U.S. President Barak Obama is visiting Ethiopia on 27 and 28 July, providing an opportunity for America to prod its ally on its human-rights record, which gets low marks from world capitals.
With Ethiopia Prime Minister Hailemariam Desalegn sharing the stage, Obama alluded to the country’s record: “[W]hen people know that they’re included in the political process, that makes a country stronger and more successful and more innovative. So we discussed steps that Ethiopia can take to show progress on promoting good governance, protecting human rights, fundamental freedoms, and strengthening democracy,” Obama said during a joint news conference in Addis Ababa, the capital and the seat of the African Union, which the president is scheduled to address on 28 July.
Ethiopia ranks 22nd on the 2015 World Watch List, an annual list of the countries where life as a Christian is most difficult. The list is published by Open Doors International, a global charity that provides aid to Christians living under pressure.
Neither Obama nor Desalegn took the opportunity to address the case of three Christians convicted of arson.

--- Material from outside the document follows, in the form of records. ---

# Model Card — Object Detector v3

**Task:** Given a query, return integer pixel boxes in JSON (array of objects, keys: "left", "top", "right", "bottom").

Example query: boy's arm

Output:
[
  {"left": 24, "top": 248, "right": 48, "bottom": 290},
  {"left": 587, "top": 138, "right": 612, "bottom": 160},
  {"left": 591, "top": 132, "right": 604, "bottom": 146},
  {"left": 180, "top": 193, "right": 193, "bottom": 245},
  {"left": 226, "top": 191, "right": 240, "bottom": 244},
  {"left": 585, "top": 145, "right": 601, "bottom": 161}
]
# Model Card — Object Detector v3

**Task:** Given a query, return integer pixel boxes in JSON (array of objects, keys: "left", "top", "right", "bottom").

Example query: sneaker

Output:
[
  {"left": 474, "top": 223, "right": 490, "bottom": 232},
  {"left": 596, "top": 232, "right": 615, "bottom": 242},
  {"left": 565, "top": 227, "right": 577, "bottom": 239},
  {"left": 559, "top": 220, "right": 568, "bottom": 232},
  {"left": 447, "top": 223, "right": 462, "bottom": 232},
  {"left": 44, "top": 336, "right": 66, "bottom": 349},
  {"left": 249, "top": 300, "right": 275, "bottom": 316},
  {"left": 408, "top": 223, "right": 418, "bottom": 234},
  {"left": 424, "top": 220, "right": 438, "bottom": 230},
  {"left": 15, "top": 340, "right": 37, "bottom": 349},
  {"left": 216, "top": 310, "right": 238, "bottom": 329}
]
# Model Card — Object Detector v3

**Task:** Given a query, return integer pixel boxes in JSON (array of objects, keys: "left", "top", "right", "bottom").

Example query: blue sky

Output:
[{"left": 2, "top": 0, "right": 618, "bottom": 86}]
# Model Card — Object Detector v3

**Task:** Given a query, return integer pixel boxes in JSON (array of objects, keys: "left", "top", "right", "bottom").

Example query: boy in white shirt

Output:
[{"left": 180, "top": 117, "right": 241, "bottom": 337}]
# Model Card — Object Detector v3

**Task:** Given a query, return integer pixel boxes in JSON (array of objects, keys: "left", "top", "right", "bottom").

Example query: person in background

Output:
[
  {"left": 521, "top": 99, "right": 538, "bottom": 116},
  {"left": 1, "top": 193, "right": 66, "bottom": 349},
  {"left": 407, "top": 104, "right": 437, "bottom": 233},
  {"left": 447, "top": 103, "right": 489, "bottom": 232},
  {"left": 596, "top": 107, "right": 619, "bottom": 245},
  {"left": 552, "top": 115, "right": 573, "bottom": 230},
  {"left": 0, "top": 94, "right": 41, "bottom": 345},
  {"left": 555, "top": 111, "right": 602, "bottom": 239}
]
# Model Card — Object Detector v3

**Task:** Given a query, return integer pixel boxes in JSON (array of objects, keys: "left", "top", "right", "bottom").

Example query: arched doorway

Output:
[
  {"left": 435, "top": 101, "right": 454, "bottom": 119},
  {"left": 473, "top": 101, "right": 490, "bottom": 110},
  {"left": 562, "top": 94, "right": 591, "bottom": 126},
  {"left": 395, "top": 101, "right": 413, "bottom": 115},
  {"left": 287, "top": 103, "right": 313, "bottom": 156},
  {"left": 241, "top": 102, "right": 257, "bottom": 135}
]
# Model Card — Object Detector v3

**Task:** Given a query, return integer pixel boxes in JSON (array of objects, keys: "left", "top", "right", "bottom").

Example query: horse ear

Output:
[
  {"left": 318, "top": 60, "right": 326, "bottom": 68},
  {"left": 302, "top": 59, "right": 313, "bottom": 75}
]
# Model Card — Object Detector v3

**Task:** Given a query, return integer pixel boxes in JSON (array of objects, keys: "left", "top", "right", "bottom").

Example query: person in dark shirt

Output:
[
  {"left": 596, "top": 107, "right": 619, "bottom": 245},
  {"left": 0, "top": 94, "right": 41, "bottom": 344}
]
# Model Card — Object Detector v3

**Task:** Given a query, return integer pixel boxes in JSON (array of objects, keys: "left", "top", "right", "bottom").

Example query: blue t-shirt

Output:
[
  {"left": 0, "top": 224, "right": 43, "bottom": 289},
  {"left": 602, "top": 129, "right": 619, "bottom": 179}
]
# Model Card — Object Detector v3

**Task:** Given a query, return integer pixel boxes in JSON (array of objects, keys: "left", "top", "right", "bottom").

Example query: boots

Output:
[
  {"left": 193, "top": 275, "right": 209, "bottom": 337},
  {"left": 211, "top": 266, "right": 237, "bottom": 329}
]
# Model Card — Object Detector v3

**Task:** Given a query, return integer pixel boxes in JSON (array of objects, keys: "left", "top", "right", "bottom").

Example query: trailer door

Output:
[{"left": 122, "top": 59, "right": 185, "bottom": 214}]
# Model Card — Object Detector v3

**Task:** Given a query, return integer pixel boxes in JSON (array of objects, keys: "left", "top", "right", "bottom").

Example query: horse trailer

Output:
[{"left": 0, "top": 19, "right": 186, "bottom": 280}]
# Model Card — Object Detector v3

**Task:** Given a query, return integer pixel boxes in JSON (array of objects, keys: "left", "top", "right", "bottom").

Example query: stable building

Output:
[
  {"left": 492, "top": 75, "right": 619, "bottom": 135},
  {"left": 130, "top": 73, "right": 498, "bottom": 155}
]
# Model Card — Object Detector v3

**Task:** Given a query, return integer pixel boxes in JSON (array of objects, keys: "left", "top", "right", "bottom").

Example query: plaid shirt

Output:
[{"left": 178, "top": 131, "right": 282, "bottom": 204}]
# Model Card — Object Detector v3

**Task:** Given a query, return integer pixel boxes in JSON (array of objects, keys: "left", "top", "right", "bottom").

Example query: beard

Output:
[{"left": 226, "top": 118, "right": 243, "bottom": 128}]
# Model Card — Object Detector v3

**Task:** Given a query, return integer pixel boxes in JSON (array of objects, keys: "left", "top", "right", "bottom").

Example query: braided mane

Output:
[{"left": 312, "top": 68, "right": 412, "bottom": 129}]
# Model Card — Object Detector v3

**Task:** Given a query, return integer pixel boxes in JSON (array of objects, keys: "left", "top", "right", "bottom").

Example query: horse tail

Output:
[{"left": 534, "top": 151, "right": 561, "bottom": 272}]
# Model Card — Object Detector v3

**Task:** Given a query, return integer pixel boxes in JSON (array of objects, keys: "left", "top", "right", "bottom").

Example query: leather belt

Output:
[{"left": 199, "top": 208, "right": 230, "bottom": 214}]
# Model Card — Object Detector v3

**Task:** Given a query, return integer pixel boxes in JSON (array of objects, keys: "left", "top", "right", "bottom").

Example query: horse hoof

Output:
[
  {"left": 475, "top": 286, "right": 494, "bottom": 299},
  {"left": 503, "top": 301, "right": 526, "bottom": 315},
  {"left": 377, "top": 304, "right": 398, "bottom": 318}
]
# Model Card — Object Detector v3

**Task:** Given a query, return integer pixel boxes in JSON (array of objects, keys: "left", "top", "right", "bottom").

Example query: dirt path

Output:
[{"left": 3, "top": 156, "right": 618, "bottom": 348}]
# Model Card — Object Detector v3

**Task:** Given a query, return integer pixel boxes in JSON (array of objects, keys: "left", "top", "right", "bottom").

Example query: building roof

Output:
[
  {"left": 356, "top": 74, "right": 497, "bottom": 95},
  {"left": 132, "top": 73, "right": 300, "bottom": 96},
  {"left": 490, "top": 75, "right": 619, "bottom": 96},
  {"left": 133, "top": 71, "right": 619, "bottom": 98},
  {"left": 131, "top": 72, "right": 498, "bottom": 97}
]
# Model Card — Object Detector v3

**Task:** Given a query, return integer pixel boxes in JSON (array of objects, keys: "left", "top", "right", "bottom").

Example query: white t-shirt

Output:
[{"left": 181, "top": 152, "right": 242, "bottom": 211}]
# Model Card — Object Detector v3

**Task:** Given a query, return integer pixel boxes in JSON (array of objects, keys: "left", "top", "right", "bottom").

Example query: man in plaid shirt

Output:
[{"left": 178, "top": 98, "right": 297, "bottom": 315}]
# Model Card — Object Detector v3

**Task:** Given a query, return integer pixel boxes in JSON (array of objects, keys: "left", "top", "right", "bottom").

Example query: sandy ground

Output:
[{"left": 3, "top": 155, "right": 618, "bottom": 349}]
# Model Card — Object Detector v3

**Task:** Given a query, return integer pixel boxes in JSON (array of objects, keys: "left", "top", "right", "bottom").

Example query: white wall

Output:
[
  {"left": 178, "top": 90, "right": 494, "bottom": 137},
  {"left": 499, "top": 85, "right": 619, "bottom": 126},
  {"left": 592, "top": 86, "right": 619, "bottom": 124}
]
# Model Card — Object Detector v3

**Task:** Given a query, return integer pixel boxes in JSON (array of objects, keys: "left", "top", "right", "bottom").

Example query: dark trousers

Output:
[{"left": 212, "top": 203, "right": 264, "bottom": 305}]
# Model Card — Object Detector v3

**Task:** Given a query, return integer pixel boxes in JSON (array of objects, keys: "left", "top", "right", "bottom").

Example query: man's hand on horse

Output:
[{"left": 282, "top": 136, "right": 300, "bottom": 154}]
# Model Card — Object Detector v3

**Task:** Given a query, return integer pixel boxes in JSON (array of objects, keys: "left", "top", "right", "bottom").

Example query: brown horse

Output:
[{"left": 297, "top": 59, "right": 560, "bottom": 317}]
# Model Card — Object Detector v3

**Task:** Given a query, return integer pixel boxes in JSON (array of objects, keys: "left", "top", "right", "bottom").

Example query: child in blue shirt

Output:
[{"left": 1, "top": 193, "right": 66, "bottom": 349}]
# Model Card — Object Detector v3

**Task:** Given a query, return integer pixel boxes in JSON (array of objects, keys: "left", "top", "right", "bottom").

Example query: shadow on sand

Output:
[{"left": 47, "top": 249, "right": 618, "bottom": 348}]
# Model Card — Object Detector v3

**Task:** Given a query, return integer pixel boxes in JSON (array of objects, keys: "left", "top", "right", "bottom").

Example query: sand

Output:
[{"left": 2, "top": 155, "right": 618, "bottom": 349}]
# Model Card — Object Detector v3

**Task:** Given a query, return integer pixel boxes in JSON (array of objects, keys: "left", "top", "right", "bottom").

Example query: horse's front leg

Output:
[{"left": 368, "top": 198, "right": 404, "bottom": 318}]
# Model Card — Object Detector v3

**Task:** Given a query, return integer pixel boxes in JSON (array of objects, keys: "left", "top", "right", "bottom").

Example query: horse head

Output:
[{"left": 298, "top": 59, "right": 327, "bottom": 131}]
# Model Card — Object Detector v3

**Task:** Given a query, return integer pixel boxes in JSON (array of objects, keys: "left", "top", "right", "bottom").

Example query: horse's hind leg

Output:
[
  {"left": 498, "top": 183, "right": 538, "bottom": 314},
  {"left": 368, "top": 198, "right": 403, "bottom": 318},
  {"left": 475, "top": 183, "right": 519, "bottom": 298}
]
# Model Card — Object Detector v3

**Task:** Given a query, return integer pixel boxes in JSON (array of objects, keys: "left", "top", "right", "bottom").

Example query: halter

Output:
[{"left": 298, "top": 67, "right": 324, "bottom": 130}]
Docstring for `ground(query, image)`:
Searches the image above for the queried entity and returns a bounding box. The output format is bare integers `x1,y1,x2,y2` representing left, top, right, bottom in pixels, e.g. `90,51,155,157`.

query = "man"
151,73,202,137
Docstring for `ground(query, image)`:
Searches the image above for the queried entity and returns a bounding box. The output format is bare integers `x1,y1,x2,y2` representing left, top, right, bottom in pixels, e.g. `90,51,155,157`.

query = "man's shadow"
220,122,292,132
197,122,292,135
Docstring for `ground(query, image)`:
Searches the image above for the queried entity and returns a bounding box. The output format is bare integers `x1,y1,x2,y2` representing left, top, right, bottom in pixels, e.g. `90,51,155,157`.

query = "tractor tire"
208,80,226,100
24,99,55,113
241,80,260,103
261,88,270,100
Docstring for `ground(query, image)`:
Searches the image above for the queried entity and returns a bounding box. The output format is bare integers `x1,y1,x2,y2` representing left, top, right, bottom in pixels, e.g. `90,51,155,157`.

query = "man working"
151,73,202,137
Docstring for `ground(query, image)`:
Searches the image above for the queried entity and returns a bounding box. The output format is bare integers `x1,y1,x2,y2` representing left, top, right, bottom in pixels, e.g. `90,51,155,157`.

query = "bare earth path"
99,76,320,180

On 26 May, 2014, an Ethiopian Orthodox Church building in the rural community of Gulema Iyesus, 275 kilometres north of Addis Ababa, burned to ashes. A month later officials arrested two Protestant evangelists in their 20s, Tibebu Mekuria and Dawit Jemberu, accusing them of starting the fire. They also arrested another Protestant Christian and small kiosk owner, Belete Tilahun, who was accused of funding the attack.
Although witnesses vouched that the men were not near the building at the time of the fire and the single prosecution witness gave inconsistent testimony, the judge found all three guilty on 28 October, 2014, with sentences of up to nine years in prison each.
In November the judge upheld the ruling, prompting the men’s lawyer to appeal to the Regional State Supreme Court in the Amhara state capital of Bahir Dar. The appeal was rejected in December. A final appeal, to the Federal Supreme Court in Addis Ababa, was to have been heard 2 June, but was postponed to 8 July and again to 23 October when the judge claimed he had inadequate time to look at the case.
Although the appeal has not yet been heard, a court in Debiremarkos, north of Addis Ababa, has ordered the three Christians to pay 1.2 million Ethiopian birr, or about UK £37,000, for the damages to Orthodox church building.
The Ethiopian Orthodox Church is one of the oldest churches in Africa, dating back to the fourth century. Throughout the history of Ethiopia, the EOC was the only church to enjoy state religion status. At the start of Ethiopia’s Communist era in 1974, church and state were separated and the EOC lost its state-religion status.
However the church continues to enjoy this standing unofficially and retains a powerful voice in all state and religious affairs. Mahibere Kidusan, a conservative movement within the Church, has been posing a growing threat to non-traditional Protestants. The group allegedly wants to control government policies to restrict the activities of other religions.
Prime Minister Desalegn belongs to the Apostolic Church of Ethiopia, a “Oneness Pentecostal” denomination that is not part of mainstream Protestant Christianity. Because he does not belong to the unofficial “state” Ethiopian Orthodox Church, he has been accused of benefitting evangelicals, which in turn has led to increasing pressure on them.